虞宁拜别谢家众人,挥挥手,拎着包袱上了马车。
*
马车缓缓往皇宫的方向行进,带着一众女官们踏入森严肃穆又华丽辉煌的宫阙。
入宫的过程十分繁琐,随身一切物品都需要严查,还要核对名单等事情,一趟折腾下来,虞宁走近药膳局大门的时候,已经是黄昏了。
药膳局的宫人们知道今日会有一位司膳大人来此,故而早就收拾好了院子,整理好局中的食材和药材,有条不紊地等着新任司膳来此。
俗话说新官上任三把火,就怕这位司膳大人到了之后把火烧起来,故而几个宫女不敢有一丝怠慢。
“见过司膳大人。”
四个二八年华的小宫女站成一排,齐声见礼,明明是掰着手指头就能数过来的人,却把这声见礼喊出了十多人的气势。
虞宁着实被吓了一跳,一时没忍住竟笑了出来,“你们这是……还蛮客气的。

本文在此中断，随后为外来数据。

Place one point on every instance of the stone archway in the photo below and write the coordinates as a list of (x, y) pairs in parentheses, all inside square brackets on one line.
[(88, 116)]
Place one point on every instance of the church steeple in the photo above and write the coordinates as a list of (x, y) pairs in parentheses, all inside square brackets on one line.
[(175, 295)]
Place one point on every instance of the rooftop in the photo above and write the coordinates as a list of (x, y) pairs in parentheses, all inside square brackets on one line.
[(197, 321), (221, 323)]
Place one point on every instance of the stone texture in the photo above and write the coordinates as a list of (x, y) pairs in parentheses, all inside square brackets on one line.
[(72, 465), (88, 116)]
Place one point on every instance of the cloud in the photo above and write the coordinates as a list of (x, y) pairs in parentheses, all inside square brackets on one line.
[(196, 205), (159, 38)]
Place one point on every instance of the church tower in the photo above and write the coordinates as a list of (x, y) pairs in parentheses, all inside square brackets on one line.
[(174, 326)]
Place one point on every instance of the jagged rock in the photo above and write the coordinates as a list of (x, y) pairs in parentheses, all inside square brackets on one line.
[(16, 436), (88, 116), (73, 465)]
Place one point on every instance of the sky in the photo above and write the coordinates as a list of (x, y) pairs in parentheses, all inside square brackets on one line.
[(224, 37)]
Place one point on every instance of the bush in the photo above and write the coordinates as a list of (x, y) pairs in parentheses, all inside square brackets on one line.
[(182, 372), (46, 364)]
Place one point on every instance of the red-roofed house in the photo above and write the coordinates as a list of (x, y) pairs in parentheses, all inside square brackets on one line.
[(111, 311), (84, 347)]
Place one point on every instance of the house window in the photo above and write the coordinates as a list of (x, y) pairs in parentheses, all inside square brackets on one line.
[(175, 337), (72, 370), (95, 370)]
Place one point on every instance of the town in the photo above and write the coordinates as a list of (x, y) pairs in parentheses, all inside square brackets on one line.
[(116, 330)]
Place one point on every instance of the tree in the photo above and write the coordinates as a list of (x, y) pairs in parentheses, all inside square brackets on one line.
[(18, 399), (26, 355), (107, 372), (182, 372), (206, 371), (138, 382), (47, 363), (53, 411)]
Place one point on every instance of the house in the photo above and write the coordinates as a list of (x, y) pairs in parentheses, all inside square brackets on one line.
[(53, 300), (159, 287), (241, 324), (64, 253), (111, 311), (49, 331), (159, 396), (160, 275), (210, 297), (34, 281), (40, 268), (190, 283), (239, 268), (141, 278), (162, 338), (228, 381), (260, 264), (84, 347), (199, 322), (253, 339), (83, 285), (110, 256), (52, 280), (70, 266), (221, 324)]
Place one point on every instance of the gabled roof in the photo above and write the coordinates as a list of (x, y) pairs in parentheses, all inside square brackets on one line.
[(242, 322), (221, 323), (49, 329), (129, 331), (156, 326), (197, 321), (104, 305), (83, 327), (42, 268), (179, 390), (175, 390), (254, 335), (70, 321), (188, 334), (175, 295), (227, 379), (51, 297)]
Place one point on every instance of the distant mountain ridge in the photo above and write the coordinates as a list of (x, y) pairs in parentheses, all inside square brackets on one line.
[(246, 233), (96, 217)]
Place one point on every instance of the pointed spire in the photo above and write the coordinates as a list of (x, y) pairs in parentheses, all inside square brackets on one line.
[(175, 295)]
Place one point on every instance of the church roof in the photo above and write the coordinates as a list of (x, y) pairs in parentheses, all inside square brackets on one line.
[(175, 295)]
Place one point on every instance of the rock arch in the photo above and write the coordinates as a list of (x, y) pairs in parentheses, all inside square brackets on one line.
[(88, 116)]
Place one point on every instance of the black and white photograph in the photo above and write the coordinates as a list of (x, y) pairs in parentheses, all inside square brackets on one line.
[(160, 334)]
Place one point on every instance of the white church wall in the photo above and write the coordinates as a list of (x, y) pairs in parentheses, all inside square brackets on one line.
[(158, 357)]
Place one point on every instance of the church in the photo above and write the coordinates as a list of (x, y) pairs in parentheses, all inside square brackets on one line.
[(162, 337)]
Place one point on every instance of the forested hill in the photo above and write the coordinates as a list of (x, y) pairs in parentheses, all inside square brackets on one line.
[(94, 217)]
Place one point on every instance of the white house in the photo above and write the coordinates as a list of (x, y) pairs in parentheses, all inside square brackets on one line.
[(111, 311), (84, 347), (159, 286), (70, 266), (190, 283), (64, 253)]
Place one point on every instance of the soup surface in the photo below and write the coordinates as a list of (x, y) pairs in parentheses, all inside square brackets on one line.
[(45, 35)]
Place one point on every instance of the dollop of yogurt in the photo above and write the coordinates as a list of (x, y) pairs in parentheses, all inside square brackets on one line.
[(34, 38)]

”
梁德早就派人来送过口信,说药膳局人少事少,宫里没有后妃,药膳局能做的事情就是偶尔给陛下和太后娘娘熬制药膳,清闲得很。
虞宁对这份差事十分满意,现在见过药膳局的几个宫女后就更加满意了,许是药膳局太过清闲,这几个宫女脸上都洋溢着和善的笑容,生机勃勃,没有被磋磨过的样子。

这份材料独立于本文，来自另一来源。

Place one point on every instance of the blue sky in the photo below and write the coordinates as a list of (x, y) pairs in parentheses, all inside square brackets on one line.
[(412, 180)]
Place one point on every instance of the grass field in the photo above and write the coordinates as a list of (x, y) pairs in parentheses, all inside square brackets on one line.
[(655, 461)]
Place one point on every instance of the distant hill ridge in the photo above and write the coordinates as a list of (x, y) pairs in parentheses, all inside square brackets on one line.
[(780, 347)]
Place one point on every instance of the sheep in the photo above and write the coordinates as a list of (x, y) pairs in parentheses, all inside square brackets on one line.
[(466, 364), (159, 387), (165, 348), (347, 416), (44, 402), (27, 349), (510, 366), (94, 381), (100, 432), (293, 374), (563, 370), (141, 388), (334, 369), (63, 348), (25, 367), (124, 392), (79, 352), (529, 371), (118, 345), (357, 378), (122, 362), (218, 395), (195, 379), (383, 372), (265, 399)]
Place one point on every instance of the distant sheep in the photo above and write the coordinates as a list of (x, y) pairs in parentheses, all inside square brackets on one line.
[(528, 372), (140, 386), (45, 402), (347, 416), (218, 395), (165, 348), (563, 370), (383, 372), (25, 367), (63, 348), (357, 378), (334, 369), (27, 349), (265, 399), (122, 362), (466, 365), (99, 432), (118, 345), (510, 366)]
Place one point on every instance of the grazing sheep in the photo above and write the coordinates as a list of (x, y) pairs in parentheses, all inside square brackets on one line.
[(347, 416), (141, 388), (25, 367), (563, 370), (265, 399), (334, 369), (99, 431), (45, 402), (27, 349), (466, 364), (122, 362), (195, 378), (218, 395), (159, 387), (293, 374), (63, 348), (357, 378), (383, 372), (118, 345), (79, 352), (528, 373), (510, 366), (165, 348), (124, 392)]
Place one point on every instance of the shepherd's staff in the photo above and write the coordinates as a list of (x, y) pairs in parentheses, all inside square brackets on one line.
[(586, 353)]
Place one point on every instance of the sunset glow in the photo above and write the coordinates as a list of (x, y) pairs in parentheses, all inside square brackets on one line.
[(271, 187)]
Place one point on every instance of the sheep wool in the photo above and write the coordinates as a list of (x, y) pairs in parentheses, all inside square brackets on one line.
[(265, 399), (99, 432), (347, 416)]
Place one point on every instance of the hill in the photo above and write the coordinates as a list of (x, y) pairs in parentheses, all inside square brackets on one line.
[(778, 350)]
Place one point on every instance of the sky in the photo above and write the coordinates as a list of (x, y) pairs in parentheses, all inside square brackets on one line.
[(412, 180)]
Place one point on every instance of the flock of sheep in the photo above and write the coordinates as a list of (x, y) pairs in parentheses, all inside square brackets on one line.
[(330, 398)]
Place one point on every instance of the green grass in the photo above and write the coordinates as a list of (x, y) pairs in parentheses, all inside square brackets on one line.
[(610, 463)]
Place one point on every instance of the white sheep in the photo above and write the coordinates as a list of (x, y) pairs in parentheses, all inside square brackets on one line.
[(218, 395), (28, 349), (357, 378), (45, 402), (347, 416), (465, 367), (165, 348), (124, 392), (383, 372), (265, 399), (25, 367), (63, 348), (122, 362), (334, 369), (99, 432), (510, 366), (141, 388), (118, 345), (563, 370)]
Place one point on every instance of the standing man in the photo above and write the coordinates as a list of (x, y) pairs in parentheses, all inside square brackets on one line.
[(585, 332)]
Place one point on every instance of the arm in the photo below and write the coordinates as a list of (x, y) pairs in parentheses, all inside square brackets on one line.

药膳局的人真是太少了,除了三个跑腿的小太监就只剩四个熬制药膳的宫女,因为人少事少,药膳局连个正经的院子都没有,和女医署共享一处宫苑。
四个宫女分别是杜若、茯苓、沉香、花楹,看起来都是好相处的性子。
四人本还担忧新来的司膳大人出身世家,规矩多不好说话,接触后发现这位谢司膳脾性和善,像是不拘小节的那种,几人自然开心,语气欢快地介绍起司膳局。
其实司膳局没什么好说的,膳房和药房各一个,几步就走完了。
虞宁看完之后别提有多满意,沈拓果然会挑地方,给她找了个日日能偷懒的差事,药膳局事情太少了,四个宫女都清闲得很,更别说她这个司膳了。
宫女们两人一间房,女官可有自己的屋子,虞宁的寝房就在药膳局后院。
“许医师?”虞宁看见了熟人,立马走上前去搭话,“徐医师,我们在太和行宫秋猎的时候见过的呀,你不记得我了吗?”
许如烟哪想到在自己寝房门口遇见虞宁,当下一个踉跄,差点面朝下摔下去。
要不是虞宁眼疾手快拉住她,许如烟此时已经四仰八叉地趴在地上了。
“谢、谢三娘子?!你、你怎么在这里?”许如烟面色惊诧,眼神飘忽,极为惊讶地问。
虞宁笑着回:“我参加了内官考核,被指派到司膳局为八品司膳。”
她解释一番,见许如烟看见她的反应似乎有些惊讶过头,眼神中好像还夹杂着几分心虚的样子。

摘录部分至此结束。